Eilish plays Winnie McGoogan alongside brother Brendan O'CarrollCredit: BBC


However Eilish told how the community spirit where she lives helps her through the bad days.

She said: "I'm so fortunate, I love where I live, on the Northside of Dublin, it's on a row of terraced houses and at least three times a week we all sit outside in the evenings and we'll have our little glass of wine, respecting the social distance.

"We'll have our chats and we'll see the kids. It's just lovely and we've had bingo nights, we're organising - I hope it comes off - a karaoke night and this weekend now we will have a barbeque.

"A community barbeque and again we'll all bring our little barbeques outside, cook our own dinners, sit our own tables but at least we don't feel so isolated and it's a bit of fun."


Eilish also spoke about how she feels comedy and Mrs Brown's Boys will be of huge importance once restrictions are lifted.

She told Muireann O'Connell and Martin Kind on yesterday's Six O'Clock Show: "Mrs Brown's Boys first went out I think it was in 2010 and that was a year where we were in a deep recession.

"Europe was definitely in a deep recession at that time and particularly ourselves.

"I feel that when people are worried and stressed and they get a diversion, they get a moment where they're laughing out loud.

"I think that can change how they feel, momentarily, but I think that's why comedy is so successful in these times because comedy is all about timing.

"I think when people are feeling down they love a lift and the Irish are great, we have a great sense of humour haven't we?


"We're born with a lovely sense of humour and even in tragic times somebody will say something funny and just lift you for a moment.

"I think hopefully, we'll be even more successful when this is over."

The Dublin native added that she hopes that creator Brendan will write a Mrs Brown episode to reflect the feeling of the pandemic.

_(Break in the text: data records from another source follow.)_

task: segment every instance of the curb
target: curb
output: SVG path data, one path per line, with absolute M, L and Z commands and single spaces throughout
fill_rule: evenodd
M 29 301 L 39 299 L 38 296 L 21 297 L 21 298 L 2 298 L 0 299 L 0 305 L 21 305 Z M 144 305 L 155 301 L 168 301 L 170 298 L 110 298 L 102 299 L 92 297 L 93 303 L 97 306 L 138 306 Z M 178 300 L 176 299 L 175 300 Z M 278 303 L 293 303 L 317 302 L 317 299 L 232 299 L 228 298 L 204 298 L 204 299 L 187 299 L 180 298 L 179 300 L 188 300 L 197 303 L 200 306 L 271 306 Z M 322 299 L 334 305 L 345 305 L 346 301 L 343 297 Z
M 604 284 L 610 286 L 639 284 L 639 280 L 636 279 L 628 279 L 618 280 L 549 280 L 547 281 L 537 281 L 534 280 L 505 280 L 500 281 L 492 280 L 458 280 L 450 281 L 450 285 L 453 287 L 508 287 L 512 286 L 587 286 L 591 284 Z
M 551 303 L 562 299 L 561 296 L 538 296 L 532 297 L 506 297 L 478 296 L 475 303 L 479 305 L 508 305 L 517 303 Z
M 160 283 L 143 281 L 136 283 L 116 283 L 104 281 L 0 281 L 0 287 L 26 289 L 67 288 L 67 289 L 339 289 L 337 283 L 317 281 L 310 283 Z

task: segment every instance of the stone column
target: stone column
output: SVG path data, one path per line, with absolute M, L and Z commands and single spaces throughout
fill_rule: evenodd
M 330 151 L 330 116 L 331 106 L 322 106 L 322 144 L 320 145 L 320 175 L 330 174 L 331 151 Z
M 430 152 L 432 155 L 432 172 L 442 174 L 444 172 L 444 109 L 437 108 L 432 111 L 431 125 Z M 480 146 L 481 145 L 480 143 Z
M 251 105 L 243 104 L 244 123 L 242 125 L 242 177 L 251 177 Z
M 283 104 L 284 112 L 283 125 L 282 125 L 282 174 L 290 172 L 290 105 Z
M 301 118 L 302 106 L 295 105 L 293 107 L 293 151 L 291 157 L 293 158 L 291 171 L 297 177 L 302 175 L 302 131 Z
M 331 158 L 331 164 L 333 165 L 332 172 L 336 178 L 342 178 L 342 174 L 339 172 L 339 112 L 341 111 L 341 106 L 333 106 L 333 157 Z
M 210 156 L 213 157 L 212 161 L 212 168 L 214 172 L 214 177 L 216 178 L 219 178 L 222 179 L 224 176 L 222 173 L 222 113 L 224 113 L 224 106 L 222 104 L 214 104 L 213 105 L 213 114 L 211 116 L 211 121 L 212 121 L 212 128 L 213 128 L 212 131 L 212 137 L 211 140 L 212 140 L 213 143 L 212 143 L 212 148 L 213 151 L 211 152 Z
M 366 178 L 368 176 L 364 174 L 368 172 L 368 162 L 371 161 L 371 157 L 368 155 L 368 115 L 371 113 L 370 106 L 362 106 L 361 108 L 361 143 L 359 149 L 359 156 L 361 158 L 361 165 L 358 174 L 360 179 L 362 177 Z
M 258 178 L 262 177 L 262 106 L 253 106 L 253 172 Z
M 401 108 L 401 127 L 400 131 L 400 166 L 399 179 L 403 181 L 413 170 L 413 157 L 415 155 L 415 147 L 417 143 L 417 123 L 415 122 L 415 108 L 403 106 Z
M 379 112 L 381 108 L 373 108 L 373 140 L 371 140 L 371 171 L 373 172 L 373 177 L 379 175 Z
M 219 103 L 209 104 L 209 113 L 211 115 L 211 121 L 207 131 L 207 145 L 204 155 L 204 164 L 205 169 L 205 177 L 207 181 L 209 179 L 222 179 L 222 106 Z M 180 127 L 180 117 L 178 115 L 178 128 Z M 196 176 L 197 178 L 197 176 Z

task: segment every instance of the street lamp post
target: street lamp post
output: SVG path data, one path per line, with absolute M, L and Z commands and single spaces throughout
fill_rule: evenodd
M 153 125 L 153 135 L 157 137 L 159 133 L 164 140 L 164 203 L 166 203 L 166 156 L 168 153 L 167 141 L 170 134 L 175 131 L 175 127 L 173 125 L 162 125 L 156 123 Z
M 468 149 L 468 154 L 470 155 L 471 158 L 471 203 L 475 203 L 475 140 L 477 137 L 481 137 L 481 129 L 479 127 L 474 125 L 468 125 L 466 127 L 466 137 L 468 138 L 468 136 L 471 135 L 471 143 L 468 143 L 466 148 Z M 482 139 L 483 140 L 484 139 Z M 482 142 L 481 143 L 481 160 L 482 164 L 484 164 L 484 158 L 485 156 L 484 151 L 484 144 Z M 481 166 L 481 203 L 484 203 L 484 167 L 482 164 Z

She said: "I hope he does. We have the Christmas specials coming up and we record them in October, now I have no doubt he hasn't even started writing them yet so I hope he does show what family life was like for some families.

"I honestly do think at that time we'll be able to look at ourselves and laugh and get a little bit of a cheer from it."


Last month Eilish and Brendan lost their sister Fiona who passed away in Canada.

Eilish had called her their "second mammy" when she first returned home after dealing with the tragedy.

She revealed yesterday that she sympathises with those losing loved ones to Covid-19 as she never got a funeral for her sister.

She said: "I didn't get there on time, Brendan managed to get there the night she died.

"We didn't arrive with my other brothers until the following day.

"There was no funeral and there was no ceremony so being Irish, obviously, we're very used to that process and so we actually came back feeling very bereft and very lost because we weren't able to give her the send off she truly deserved.

"So I actually do get it when people now and it actually makes me cry when I hear people who have lost their family, lost their mum or their dad or an uncle, someone they're really really close to and they loved deeply and they can't celebrate their life.

"They can't be there for them. They can't even be by their bedside and my heart breaks.

"It's OK saying we can celebrate it afterwards, we'll all do it.

Eilish appeared on yesterday's Six O'Clock Show with hosts Muireann O'Connell and Martin KingCredit: Virgin Media One

"I hope we'll have a mass mourning day when this is all over and it becomes a party and it becomes a celebration of all the people who have lost their lives through this and also for all the hospital staff.

"The wonderful workers out there who are keeping us afloat and keeping us safe. I think Ireland should have one big massive party."

The Six O'Clock Show airs Monday to Friday on Virgin Media One.